There, the "girl writer" (as she was known in that era) teamed up with Carroll--a partnership that would last five decades--to produce comedy sketches for a series of radio shows, including The Steve Allen Show, before working with Ball. They started out with her radio show "My Favorite Husband" before writing the television pilot for I Love Lucy in the early era of network television. The rest is history.
At age 84, Davis told the story behind the show in her own memoir, Laughing with Lucy: My Life with America's Leading Lady of Comedy, co-authored with Carroll (who died in 2007). The writing duo admired Ball's spunk and willingness to try the crazy schemes they cooked up, from setting her nose on fire to stomping grapes in a vat at an Italian winery--even removing money from under an elephant's foot. But often it was Davis who gamely tried them out first to see if they would fly. Interviewed about the book for her alma mater's alumni magazine, she said that "the worst one was trying out a unicycle. I ran into a wall and hit my head. We decided it was too dangerous for Lucy."
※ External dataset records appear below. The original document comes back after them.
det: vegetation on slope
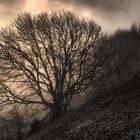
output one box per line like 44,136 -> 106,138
26,76 -> 140,140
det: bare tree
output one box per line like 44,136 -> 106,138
0,11 -> 108,121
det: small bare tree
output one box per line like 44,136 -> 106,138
0,11 -> 108,121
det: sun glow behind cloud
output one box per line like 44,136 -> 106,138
22,0 -> 74,14
23,0 -> 48,14
0,0 -> 140,31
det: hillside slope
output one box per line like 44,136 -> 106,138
26,78 -> 140,140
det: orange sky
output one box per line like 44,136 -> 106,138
23,0 -> 48,13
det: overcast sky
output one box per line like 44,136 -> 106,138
0,0 -> 140,32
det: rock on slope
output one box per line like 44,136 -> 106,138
26,78 -> 140,140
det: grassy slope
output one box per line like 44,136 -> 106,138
26,78 -> 140,140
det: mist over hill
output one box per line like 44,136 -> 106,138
1,9 -> 140,140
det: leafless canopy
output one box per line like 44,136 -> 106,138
0,11 -> 108,116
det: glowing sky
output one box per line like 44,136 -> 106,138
0,0 -> 140,31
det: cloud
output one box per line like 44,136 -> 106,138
0,0 -> 25,27
46,0 -> 140,31
23,0 -> 48,14
48,0 -> 126,11
0,0 -> 22,6
0,0 -> 140,31
76,0 -> 125,10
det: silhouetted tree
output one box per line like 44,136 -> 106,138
0,11 -> 109,121
107,25 -> 140,83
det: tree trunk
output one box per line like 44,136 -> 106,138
50,104 -> 66,123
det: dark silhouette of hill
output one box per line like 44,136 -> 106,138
26,75 -> 140,140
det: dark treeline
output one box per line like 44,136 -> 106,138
98,24 -> 140,93
0,11 -> 140,140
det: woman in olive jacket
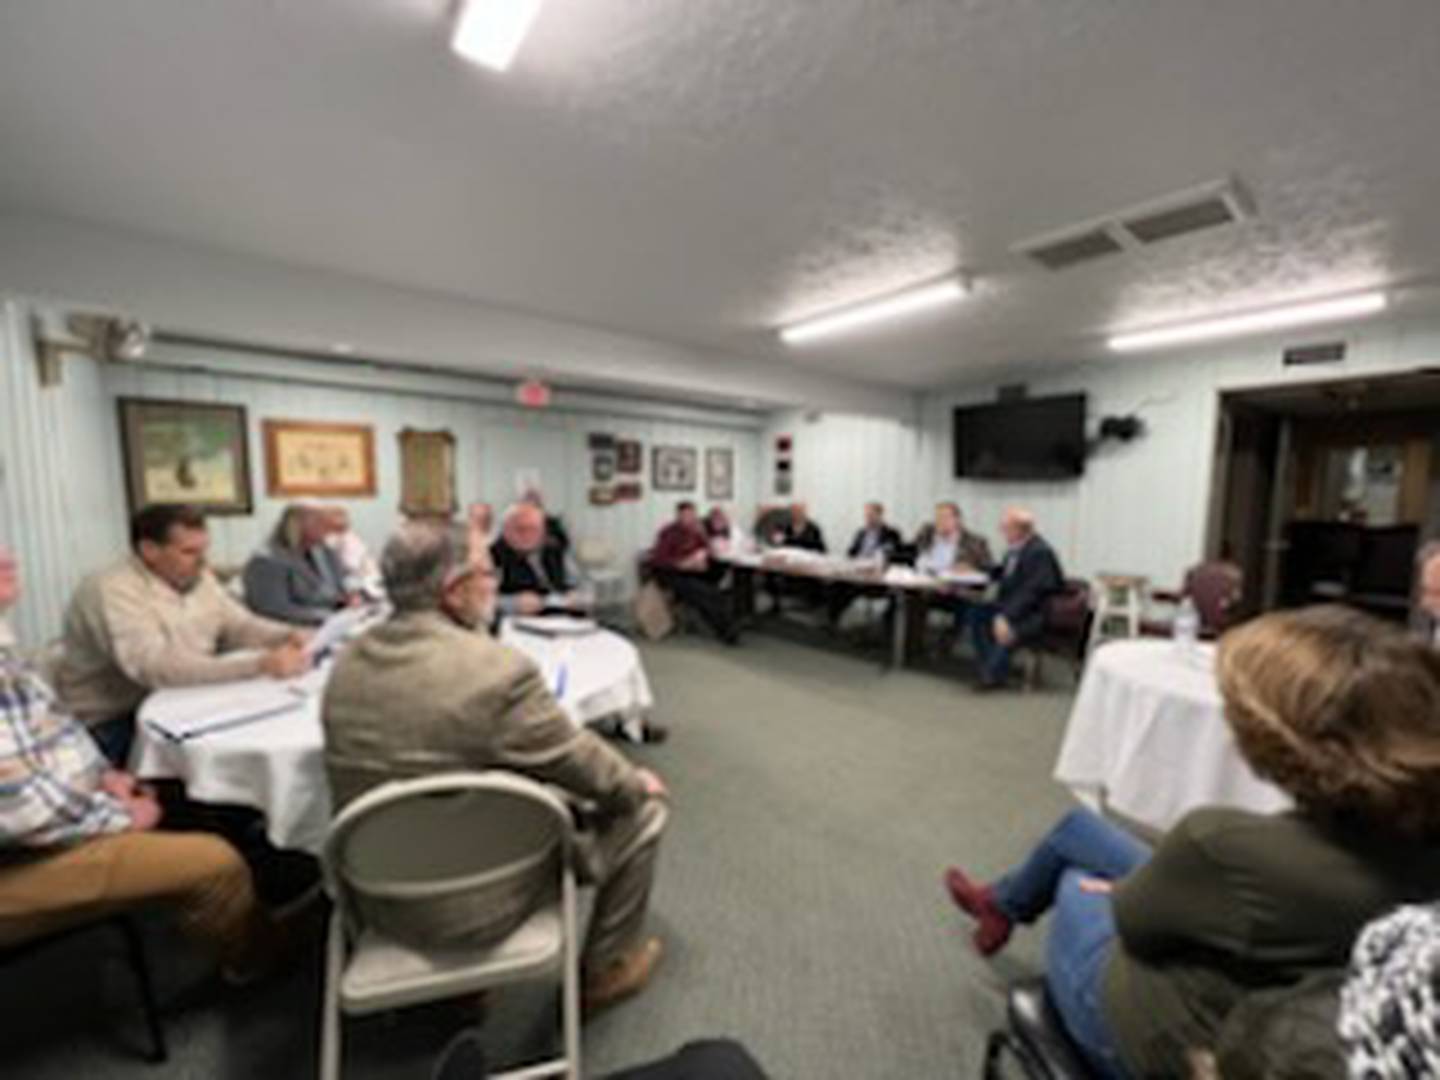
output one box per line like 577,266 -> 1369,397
944,605 -> 1440,1078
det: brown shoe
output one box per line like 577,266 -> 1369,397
582,936 -> 663,1016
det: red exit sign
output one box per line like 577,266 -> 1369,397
515,379 -> 551,408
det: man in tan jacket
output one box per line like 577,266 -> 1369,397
56,504 -> 309,764
322,519 -> 668,1013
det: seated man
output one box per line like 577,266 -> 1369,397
965,507 -> 1063,689
914,502 -> 993,577
323,505 -> 381,598
58,504 -> 309,764
323,521 -> 669,1012
0,546 -> 273,983
244,503 -> 355,625
827,501 -> 902,627
520,487 -> 572,556
769,502 -> 826,552
491,503 -> 586,616
651,502 -> 740,644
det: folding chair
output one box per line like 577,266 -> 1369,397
319,772 -> 580,1080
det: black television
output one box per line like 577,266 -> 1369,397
953,394 -> 1088,480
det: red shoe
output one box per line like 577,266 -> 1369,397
943,867 -> 1013,957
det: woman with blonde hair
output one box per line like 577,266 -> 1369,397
943,605 -> 1440,1078
243,502 -> 353,624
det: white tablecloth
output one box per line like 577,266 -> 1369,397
131,626 -> 654,852
1053,639 -> 1290,834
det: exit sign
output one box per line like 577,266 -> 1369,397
515,379 -> 551,408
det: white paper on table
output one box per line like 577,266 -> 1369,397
510,615 -> 599,637
142,676 -> 312,742
938,569 -> 990,587
305,604 -> 377,665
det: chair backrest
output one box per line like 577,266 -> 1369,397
323,772 -> 573,950
1184,560 -> 1243,634
1041,579 -> 1094,660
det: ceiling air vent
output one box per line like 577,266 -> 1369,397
1018,228 -> 1125,271
1115,178 -> 1253,246
1014,177 -> 1253,271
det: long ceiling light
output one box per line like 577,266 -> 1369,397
451,0 -> 545,72
1108,291 -> 1387,352
780,275 -> 970,346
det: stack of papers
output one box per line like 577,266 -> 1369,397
144,676 -> 314,743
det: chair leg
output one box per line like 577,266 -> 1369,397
560,870 -> 581,1080
116,917 -> 167,1064
319,913 -> 344,1080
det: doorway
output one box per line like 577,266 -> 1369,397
1209,371 -> 1440,622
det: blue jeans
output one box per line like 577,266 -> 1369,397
965,603 -> 1010,684
992,809 -> 1150,1079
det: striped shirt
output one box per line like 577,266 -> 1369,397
0,639 -> 131,849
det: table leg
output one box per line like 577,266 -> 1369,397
890,589 -> 907,669
732,566 -> 756,622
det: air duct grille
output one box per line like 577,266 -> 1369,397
1022,229 -> 1124,271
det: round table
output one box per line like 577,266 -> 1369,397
1052,638 -> 1290,834
132,625 -> 654,852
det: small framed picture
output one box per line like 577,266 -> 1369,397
653,445 -> 697,491
706,447 -> 735,500
617,439 -> 643,474
264,419 -> 377,497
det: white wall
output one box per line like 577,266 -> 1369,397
758,310 -> 1440,583
0,298 -> 762,644
0,213 -> 917,420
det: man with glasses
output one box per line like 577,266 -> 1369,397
323,521 -> 670,1014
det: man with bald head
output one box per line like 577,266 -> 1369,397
323,521 -> 669,1012
491,503 -> 585,616
966,507 -> 1064,690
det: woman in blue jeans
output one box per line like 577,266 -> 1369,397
942,606 -> 1440,1079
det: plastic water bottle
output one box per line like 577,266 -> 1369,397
1173,596 -> 1200,658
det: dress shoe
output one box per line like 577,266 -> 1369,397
641,722 -> 670,744
582,936 -> 663,1016
943,867 -> 1013,956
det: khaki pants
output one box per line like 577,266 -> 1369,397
580,797 -> 669,971
0,832 -> 258,966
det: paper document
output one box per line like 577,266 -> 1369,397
143,676 -> 312,743
306,605 -> 377,660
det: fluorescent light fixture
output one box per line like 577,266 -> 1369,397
451,0 -> 544,72
780,276 -> 969,346
1108,291 -> 1387,352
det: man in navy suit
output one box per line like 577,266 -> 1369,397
967,507 -> 1064,689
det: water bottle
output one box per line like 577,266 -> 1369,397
1173,596 -> 1200,657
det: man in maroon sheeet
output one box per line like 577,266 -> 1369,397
650,502 -> 740,644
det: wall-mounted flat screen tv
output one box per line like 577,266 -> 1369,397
953,393 -> 1088,479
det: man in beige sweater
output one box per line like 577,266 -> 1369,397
57,504 -> 309,764
323,519 -> 669,1014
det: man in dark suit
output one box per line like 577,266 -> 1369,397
772,502 -> 826,552
966,507 -> 1064,689
491,503 -> 584,616
828,502 -> 902,626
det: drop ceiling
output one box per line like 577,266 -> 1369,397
1,0 -> 1439,389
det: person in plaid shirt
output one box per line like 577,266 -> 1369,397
0,546 -> 271,979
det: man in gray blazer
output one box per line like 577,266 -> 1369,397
322,519 -> 669,1014
244,503 -> 352,625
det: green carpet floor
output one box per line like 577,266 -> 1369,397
2,633 -> 1077,1079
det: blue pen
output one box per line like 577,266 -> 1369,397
554,662 -> 568,700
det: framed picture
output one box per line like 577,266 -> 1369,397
263,419 -> 377,497
617,439 -> 643,474
706,447 -> 735,501
398,429 -> 456,516
589,485 -> 616,506
652,445 -> 697,491
614,481 -> 643,502
593,454 -> 616,482
117,397 -> 253,515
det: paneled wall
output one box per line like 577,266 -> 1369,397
0,299 -> 761,643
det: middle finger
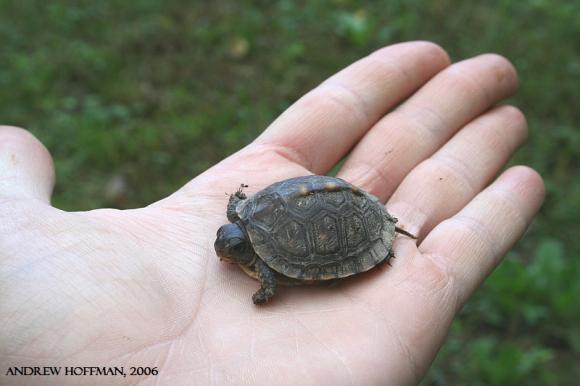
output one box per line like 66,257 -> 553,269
337,54 -> 518,201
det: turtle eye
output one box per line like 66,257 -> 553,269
232,240 -> 244,250
231,238 -> 246,253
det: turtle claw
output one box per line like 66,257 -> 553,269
235,184 -> 249,199
252,289 -> 273,304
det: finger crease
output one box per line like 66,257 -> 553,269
367,53 -> 414,90
250,142 -> 314,172
447,215 -> 499,262
486,187 -> 528,230
447,66 -> 494,107
428,155 -> 479,194
346,160 -> 396,200
318,81 -> 372,128
419,252 -> 460,312
393,104 -> 446,147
The writers sometimes thumbed through the phone book looking for ideas, landing one day on "candy making." They went down to visit the local shop and came up with one of the show's most famous episodes. "None of us knew we were creating a classic that would endure, a show that people would love so much they memorize episodes and shout dialogue at you," said Davis. "At that time, we just wanted to work."
Work they did. Lucy and Desi owe a lot to Mad and Bob.